Israeli Arab riots last October felt like Yom Kippur War, Or panel told

Asst.-Cmdr. Dov Lutzky, the chief operations officer of the Northern District, testified yesterday that during the Israeli Arab riots last October, he felt the same as he did as a soldier in the Yom Kippur War.

'I find it hard to differentiate between the feelings I had then and now,' he told the Or Judicial Commission of Inquiry into the riots. 'It was the same force of the events, the same unbearable experiences, and the same accumulative exhaustion and emotional drain.'

Lutzky made the comment when asked by commission chairman Justice Theodore Or why he had not immediately ordered an investigation into the events that led to 13 killings in the Israeli Arab sector.

Lutzky said it took him almost two weeks to recover from the trauma and begin investigating the incidents.

At the end of the first day of widespread rioting on Sunday, October 1, when two Israeli Arabs were killed in Umm el-Fahm, the top echelon of the Northern District met to determine how to prevent any more deaths, said Lutzky.

If that was the case, asked Or, why were police ordered to keep the Wadi Ara highway open, even if it meant clashing with rioters? Two Arabs were killed by snipers of the police special forces the following day.

According to Lutzky, 'The decision-makers considered the highway a central and strategic artery which was supposed to serve anyone on his way to the battlefront.'

Lutzky said that no one ever dreamed that the Wadi Ara road would be blocked, and that the order was given not to clash with the local population but to keep the road open.

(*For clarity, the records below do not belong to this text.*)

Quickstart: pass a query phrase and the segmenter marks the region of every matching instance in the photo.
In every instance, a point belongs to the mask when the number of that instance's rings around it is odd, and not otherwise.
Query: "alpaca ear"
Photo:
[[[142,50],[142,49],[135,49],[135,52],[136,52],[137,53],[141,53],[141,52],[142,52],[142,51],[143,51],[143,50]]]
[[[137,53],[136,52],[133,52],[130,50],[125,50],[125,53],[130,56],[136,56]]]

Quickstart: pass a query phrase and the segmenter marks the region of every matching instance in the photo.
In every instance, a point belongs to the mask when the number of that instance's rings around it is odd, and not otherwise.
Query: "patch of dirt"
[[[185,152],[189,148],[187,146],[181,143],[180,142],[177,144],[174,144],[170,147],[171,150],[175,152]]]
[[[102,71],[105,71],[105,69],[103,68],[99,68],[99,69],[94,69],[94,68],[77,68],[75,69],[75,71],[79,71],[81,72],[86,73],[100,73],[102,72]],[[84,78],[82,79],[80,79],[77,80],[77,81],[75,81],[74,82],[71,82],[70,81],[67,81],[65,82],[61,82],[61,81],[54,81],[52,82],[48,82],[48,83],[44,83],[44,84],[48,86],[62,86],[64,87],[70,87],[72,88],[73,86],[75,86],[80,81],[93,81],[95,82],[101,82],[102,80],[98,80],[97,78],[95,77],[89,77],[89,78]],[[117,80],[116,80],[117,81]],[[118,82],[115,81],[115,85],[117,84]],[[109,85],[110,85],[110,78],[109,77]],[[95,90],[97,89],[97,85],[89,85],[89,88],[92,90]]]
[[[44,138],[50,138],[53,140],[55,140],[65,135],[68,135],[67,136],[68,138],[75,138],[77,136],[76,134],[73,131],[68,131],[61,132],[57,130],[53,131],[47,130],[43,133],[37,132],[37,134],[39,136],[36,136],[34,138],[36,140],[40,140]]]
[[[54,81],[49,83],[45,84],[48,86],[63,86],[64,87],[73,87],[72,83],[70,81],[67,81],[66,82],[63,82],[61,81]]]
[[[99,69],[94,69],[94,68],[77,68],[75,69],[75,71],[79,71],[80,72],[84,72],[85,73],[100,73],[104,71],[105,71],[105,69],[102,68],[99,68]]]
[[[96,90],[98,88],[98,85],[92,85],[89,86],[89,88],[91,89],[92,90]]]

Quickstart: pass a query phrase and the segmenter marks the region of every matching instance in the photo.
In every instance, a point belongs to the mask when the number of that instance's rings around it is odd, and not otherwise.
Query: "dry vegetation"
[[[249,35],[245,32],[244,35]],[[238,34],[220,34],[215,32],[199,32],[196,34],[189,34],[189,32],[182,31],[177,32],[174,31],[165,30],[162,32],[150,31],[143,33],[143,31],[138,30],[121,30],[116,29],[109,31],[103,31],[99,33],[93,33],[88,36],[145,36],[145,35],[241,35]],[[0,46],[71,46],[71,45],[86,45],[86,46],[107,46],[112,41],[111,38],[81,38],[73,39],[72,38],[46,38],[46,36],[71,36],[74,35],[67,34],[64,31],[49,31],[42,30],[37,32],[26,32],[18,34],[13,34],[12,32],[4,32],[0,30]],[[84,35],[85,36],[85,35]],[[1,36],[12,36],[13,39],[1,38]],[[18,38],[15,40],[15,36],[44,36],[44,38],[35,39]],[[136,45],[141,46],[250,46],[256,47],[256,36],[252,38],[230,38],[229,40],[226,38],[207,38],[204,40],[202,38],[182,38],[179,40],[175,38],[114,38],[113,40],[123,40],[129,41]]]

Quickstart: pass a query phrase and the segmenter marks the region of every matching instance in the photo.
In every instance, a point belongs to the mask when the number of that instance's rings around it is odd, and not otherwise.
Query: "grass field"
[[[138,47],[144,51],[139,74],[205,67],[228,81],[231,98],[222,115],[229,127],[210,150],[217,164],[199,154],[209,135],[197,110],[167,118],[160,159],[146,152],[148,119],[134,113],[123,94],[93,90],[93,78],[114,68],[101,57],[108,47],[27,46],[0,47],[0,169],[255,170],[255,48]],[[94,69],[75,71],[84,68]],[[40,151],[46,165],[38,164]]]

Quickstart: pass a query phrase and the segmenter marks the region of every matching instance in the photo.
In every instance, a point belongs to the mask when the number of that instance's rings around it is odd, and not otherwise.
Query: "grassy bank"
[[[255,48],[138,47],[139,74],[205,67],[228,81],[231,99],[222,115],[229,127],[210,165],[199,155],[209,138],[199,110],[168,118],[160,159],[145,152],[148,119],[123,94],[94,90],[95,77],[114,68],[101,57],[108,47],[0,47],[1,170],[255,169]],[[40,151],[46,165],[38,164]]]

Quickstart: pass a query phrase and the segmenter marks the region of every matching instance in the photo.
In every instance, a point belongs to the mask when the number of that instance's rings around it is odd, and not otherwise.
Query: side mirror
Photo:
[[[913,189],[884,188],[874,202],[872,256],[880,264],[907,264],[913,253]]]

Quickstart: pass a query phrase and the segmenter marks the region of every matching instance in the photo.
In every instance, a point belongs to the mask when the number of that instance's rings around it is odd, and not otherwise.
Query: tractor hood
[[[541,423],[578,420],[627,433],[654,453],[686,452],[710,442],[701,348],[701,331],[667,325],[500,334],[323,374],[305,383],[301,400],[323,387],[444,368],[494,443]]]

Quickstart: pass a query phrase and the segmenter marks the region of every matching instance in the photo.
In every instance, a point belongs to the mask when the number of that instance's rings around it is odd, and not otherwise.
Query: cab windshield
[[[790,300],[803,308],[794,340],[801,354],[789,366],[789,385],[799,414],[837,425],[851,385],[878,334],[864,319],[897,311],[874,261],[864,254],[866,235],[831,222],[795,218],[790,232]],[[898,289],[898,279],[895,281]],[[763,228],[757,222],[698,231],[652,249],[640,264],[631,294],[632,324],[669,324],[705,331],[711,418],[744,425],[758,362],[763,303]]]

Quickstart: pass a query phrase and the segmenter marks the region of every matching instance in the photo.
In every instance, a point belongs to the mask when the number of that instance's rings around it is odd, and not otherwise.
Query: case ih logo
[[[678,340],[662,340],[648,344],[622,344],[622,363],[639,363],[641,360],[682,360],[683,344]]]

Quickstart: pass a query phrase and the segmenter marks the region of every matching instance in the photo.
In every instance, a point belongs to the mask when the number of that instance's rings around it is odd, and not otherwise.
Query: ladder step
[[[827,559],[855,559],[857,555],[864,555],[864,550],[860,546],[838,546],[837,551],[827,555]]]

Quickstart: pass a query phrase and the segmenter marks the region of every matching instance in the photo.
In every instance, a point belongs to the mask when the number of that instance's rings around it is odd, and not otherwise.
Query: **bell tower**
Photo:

Nevertheless, he said, it was clear that the police might need force to do so.

Lutzky told Or there were not enough trained policemen to handle disturbances. The only ones who were properly trained were the special task force and the special patrol forces, whose numbers were 'tiny.' The rest of the force include regular blue-uniformed policemen who were not adequately trained, experienced or in proper physical shape to put down riots.

Their training, said Lutzky, was also 'not serious': an entire group of policemen fired a single tear gas shell or a handful of rubber bullets, not enough to give them the confidence they needed.

Lutzky defended the use of rubber bullets by policemen, saying they needed a means of riot prevention more severe than tear gas and less severe than live bullets. Otherwise, every time policemen felt their lives were in danger, they would either shoot real bullets or run away.

He told the commission that Northern District chief Cmdr. Alec Ron said there were 'red line' situations past which policemen should not hesitate to open fire with real bullets. He gave two examples to explain what he meant. One was to save the life of someone caught by the mob and threatened with lynching. The other was when a mob of rioters tried to break into a Jewish settlement.